Henry III (born Sept. 19, 1551, Fontainebleau, France—died Aug. 2, 1589, Saint-Cloud) was the king of France from 1574, under whose reign the prolonged crisis of the Wars of Religion was made worse by dynastic rivalries arising because the male line of the Valois dynasty was going to die out with him.

The third son of Henry II and Catherine de Médicis, Henry was at first entitled duc d’Anjou. Given command of the royal army against the Huguenots during the reign of his brother, Charles IX, he defeated two Huguenot leaders, the prince de Condé (Louis I de Bourbon) at Jarnac in March 1569 and Gaspard de Coligny at Moncontour in October of that year.
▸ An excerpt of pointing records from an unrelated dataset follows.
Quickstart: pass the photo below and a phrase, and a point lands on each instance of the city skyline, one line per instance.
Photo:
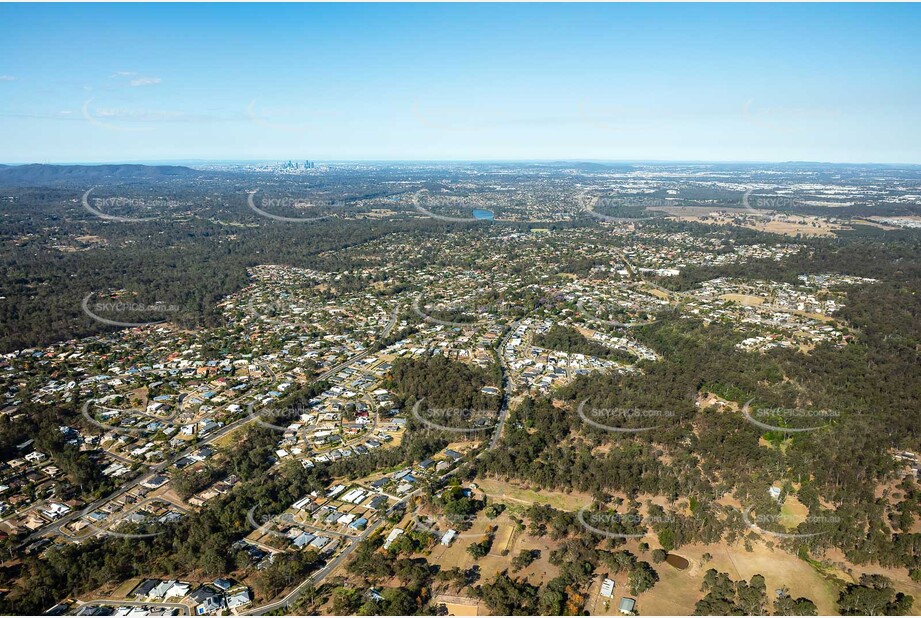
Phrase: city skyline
(717, 83)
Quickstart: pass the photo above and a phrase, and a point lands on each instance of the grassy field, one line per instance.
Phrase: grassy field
(502, 491)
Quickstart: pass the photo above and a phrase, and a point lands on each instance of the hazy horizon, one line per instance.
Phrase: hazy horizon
(349, 82)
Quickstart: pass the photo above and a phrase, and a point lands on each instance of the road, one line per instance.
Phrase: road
(55, 527)
(506, 388)
(331, 566)
(183, 609)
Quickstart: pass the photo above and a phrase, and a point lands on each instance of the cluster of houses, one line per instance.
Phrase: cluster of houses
(203, 599)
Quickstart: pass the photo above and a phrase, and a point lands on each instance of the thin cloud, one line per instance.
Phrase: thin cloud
(145, 81)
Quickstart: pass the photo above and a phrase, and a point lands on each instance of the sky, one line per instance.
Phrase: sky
(627, 82)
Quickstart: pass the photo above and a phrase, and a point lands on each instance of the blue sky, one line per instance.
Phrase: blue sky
(104, 82)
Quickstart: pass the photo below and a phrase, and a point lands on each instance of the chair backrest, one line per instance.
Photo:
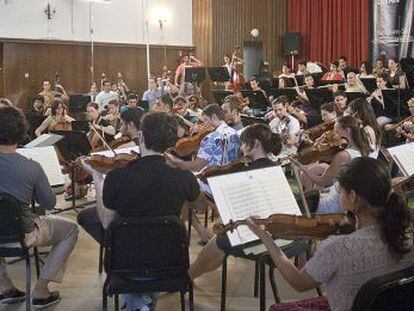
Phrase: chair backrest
(153, 247)
(393, 291)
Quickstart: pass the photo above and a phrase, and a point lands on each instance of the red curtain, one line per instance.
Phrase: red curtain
(331, 28)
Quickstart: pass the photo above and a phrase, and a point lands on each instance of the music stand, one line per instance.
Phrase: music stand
(369, 83)
(289, 93)
(78, 103)
(73, 145)
(218, 74)
(258, 100)
(220, 96)
(317, 97)
(194, 74)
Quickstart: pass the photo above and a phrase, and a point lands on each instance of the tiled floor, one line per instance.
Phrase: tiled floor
(81, 289)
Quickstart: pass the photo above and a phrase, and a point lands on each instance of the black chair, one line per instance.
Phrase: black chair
(393, 291)
(147, 255)
(262, 260)
(12, 238)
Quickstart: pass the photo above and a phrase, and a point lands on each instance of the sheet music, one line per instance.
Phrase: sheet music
(404, 157)
(44, 141)
(47, 158)
(260, 193)
(110, 154)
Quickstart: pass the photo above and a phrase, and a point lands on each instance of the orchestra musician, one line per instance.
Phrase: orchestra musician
(334, 73)
(319, 176)
(24, 180)
(257, 142)
(231, 109)
(134, 191)
(395, 75)
(285, 125)
(187, 60)
(344, 263)
(57, 120)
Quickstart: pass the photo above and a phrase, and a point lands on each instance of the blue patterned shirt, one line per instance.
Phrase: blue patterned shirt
(212, 146)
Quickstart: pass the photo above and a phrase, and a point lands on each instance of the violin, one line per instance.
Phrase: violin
(294, 227)
(323, 150)
(232, 167)
(104, 163)
(186, 146)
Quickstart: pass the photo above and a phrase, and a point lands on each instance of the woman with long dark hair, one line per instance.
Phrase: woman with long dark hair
(381, 244)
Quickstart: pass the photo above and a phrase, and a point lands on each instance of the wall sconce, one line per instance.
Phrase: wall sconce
(49, 11)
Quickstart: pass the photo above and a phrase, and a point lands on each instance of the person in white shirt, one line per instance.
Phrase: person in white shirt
(106, 95)
(285, 124)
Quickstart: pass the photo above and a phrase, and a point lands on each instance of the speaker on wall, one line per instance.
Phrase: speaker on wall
(291, 43)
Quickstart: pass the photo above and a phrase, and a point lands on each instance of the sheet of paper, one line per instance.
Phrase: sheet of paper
(48, 160)
(44, 141)
(404, 157)
(259, 193)
(110, 154)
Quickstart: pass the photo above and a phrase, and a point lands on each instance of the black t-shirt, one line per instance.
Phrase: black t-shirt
(148, 187)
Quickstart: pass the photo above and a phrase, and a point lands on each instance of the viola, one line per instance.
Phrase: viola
(105, 164)
(323, 150)
(294, 227)
(186, 146)
(233, 167)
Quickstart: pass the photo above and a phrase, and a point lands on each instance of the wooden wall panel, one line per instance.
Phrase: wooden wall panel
(72, 60)
(229, 22)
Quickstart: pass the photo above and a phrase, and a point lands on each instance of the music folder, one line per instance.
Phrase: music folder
(218, 74)
(258, 193)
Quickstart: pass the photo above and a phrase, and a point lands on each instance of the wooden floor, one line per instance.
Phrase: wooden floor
(81, 289)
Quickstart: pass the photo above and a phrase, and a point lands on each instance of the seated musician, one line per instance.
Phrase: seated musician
(285, 125)
(57, 120)
(232, 112)
(328, 112)
(341, 102)
(382, 243)
(395, 75)
(319, 176)
(363, 112)
(334, 74)
(353, 84)
(24, 180)
(218, 148)
(377, 101)
(258, 142)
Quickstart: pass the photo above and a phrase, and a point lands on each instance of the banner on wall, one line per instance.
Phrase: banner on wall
(392, 28)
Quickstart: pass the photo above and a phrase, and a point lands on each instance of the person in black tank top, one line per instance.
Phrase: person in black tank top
(258, 142)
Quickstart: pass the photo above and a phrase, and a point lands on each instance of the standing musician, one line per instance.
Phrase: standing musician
(187, 60)
(285, 125)
(231, 110)
(24, 180)
(58, 119)
(321, 176)
(134, 191)
(49, 95)
(257, 142)
(383, 242)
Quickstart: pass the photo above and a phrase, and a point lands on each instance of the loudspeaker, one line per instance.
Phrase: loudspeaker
(291, 43)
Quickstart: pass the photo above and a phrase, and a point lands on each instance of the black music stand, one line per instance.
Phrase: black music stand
(395, 102)
(258, 101)
(369, 83)
(317, 97)
(194, 75)
(218, 74)
(78, 103)
(289, 93)
(220, 96)
(73, 145)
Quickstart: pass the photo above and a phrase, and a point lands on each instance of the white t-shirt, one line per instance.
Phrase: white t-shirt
(344, 263)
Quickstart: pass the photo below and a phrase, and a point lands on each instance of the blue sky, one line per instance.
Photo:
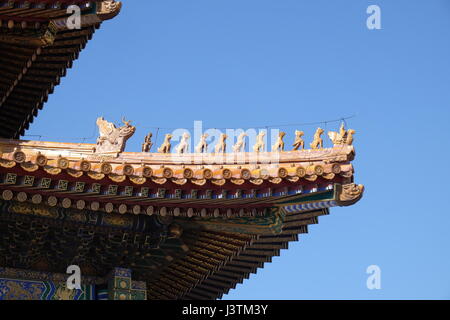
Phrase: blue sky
(261, 62)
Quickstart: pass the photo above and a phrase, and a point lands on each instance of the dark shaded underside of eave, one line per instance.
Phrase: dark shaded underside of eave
(245, 261)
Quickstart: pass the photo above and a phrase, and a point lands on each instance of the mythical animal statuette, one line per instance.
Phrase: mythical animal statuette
(147, 145)
(240, 144)
(260, 145)
(279, 145)
(184, 144)
(318, 141)
(202, 146)
(343, 137)
(165, 147)
(221, 146)
(299, 143)
(113, 139)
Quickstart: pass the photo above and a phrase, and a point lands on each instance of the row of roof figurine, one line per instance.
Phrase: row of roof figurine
(343, 137)
(113, 139)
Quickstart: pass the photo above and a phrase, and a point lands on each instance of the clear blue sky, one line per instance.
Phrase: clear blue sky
(252, 63)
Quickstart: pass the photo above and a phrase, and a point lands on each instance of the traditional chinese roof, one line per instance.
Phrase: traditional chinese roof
(197, 227)
(191, 226)
(36, 49)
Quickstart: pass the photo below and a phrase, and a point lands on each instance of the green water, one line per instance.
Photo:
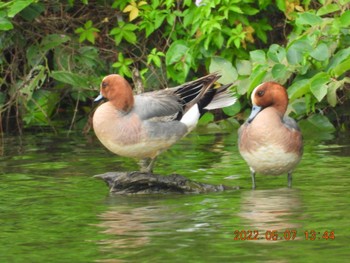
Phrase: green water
(52, 210)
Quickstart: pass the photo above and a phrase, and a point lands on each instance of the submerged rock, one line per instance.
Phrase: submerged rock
(145, 183)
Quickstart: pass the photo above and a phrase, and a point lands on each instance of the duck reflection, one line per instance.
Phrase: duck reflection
(271, 210)
(133, 223)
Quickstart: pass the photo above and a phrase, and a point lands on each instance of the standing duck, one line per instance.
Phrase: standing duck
(142, 126)
(270, 142)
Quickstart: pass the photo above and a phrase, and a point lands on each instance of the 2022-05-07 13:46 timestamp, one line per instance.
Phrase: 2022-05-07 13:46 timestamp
(288, 234)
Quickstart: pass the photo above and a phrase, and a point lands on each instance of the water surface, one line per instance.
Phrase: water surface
(52, 210)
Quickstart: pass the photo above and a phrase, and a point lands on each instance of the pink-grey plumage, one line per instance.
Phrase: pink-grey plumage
(269, 141)
(142, 126)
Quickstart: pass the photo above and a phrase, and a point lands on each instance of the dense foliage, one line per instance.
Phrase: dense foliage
(54, 54)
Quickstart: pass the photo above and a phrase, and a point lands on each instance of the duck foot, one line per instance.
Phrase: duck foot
(148, 183)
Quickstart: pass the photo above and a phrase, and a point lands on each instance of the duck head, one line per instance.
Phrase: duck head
(268, 94)
(117, 91)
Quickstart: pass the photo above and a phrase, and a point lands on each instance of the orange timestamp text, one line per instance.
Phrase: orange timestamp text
(288, 234)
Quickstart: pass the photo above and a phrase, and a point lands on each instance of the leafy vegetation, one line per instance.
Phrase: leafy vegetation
(54, 54)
Henry was Catherine’s favourite son, much to Charles’s chagrin, and she used her influence to advance his fortunes. In 1572 she presented him as a candidate for the vacant throne of Poland, to which he was finally elected in May 1573. In May 1574, however, Charles died, and Henry abandoned Poland and was crowned at Reims on Feb. 13, 1575. He was married two days later to Louise de Vaudémont, a princess of the house of Lorraine. The marriage proved childless.

The French Wars of Religion (1562–98) continued during Henry III’s reign. In May 1576 he agreed to the Peace of Monsieur, named after the style of his brother François, duc d’Alençon, but his concession to the Huguenots in the Edict of Beaulieu angered the Roman Catholics, who formed the Holy League to protect their own interests. Henry resumed the war against the Huguenots, but the Estates-General, meeting at Blois in 1576, was weary of Henry’s extravagance and refused to grant him the necessary subsidies. The Peace of Bergerac (1577) ended the hostilities temporarily; the Huguenots lost some of their liberties by the Edict of Poitiers, and the Holy League was dissolved. In 1584, however, the Roman Catholics were alarmed when the Huguenot leader, Henry of Navarre (the future Henry IV), became heir to the throne on the death of Henry III’s brother François, and the League was revived under the leadership of Henri, 3e duc de Guise.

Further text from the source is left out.